Our study has several strengths. It used a large, independent, binational database, which included over 1.7 million critically ill patients. The final cohort of 24,148 TBI patients is the largest to date exploring this topic and is likely to be reflective of all ICUs in Australia and New Zealand. By only including patients receiving mechanical ventilation, we have selected a cohort with significant injury, and where oxygen exposure has been accurately recorded. The data were collected by trained collectors for the purposes of audit and for this reason, are unlikely to be subject to bias. We used validated markers for severity of illness, which allowed us to calculate adjusted mortality risk with varying PaO2 categories. We also performed sensitivity analysis in multiple subgroups to further substantiate our findings.

There are a number of limitations. The study was retrospective, so we were unable to assess long-term neurological outcome, instead using in-hospital mortality as the primary endpoint. This was dictated by the nature of the dataset, as functional status and/or quality of life is not routinely recorded in the ANZICS-APD. This is important, as arguably hyperoxia may have a greater impact on functional outcomes. The study was also observational, which limits any robust assessment of causation.

There were also patients whose outcomes were missing (n = 267), and therefore excluded. These data are likely to be missing at random and therefore should not have generated any selection bias. We used PaO2 values to describe hypoxia, normoxia, and hyperoxia as per recent literature. While these are relatively coarse and may therefore have obscured a relationship between a high PaO2 and mortality, our primary analysis (using 17 categories of PaO2) did not suggest any such association. In addition, by using the worst recorded PaO2 value over the first 24 h in ICU, high values (> 299 mmHg) are likely to be reflective of a substantial period of extreme hyperoxia.

We used APACHE III-J codes to select patients; however, some codes may be entered in error or not sub-coded appropriately.
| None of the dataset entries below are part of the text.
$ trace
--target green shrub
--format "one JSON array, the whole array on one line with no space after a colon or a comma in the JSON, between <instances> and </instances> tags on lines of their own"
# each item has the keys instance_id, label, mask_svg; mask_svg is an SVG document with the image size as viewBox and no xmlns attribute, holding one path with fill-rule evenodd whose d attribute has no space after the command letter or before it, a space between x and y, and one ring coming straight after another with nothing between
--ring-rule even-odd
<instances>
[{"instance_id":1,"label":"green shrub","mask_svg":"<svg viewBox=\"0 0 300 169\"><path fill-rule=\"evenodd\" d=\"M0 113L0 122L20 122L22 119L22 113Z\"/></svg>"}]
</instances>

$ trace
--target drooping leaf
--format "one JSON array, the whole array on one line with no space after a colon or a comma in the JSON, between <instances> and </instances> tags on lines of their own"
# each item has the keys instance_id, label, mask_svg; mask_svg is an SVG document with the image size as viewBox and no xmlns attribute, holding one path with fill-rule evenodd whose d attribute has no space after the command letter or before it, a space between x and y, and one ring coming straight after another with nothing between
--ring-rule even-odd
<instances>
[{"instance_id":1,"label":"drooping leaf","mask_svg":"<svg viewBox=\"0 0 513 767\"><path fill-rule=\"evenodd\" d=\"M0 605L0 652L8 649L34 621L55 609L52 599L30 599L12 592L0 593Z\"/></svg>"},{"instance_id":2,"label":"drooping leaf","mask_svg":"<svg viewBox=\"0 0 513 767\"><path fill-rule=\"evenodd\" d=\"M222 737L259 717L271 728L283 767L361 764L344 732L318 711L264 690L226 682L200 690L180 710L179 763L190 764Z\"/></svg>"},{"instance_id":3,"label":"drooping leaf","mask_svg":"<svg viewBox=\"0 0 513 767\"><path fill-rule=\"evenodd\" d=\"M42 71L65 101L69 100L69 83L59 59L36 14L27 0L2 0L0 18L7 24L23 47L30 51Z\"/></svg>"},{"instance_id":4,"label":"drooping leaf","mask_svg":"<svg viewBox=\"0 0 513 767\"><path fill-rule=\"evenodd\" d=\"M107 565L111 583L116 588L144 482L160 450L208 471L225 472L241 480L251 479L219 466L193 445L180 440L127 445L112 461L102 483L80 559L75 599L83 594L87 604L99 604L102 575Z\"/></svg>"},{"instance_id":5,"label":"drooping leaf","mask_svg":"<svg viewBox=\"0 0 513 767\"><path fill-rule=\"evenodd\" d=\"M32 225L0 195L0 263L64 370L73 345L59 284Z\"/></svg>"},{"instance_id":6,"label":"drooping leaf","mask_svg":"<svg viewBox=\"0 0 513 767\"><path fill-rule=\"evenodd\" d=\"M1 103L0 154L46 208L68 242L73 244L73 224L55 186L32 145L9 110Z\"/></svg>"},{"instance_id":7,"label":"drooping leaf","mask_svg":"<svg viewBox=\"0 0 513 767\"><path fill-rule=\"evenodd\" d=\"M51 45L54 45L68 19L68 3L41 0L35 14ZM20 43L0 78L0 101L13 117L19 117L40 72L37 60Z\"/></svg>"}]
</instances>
In this respect, sub-codes were missing in a substantial number of cases. As such, the primary analysis (n = 24,148) includes patients with varying degrees of multisystem trauma where the effects of hyperoxia are unknown. Although this may have weakened any signal overall, in those cases recorded as having isolated head injury, no significant association was noted between hyperoxia and in-hospital mortality. Indeed, this subgroup analysis has utilized the largest cohort (n = 4013) of isolated TBI patients reported to date and is also consistent with our findings in those with severe TBI (GCS < 9). We also acknowledge that TBI encompasses a number of unique pathologies (e.g., subdural hematoma versus diffuse axonal injury) and that although no differences were evident between non-operative and postoperative patients (in terms of the association between hyperoxia and in-hospital mortality), it is highly conceivable that hyperoxia may impact each injury sub-type differently.

The ANZICS-APD collects data for the first 24 h in ICU only, and it is unknown what FiO2 patients were exposed to later in their ICU stay, in the pre-hospital setting, or in the emergency department. As such, our data are limited in determining what duration of hyperoxia may be associated with adverse outcomes. Finally, we made no assessment of the partial arterial pressure of carbon dioxide, which is known to influence cerebral blood flow.

Future Research

The results from our study add substantially to the current literature examining this topic. The lack of consistent results suggests a prospective cohort study exploring the association between oxygen exposure and clinical outcomes is now urgently needed. Any subsequent work might also explore brain tissue oxygenation tensions (PbtO2), particularly as PbtO2-targeted therapy has been shown to improve outcome in select studies [22,23,24]. Assessments of long-term neurological outcome as a primary endpoint rather than in-hospital mortality would also be beneficial.

Conclusion

In a large multicenter cohort of TBI patients, hyperoxia in the first 24 h after ICU admission was not independently associated with greater in-hospital mortality. Conversely, hypoxia should be robustly avoided where possible.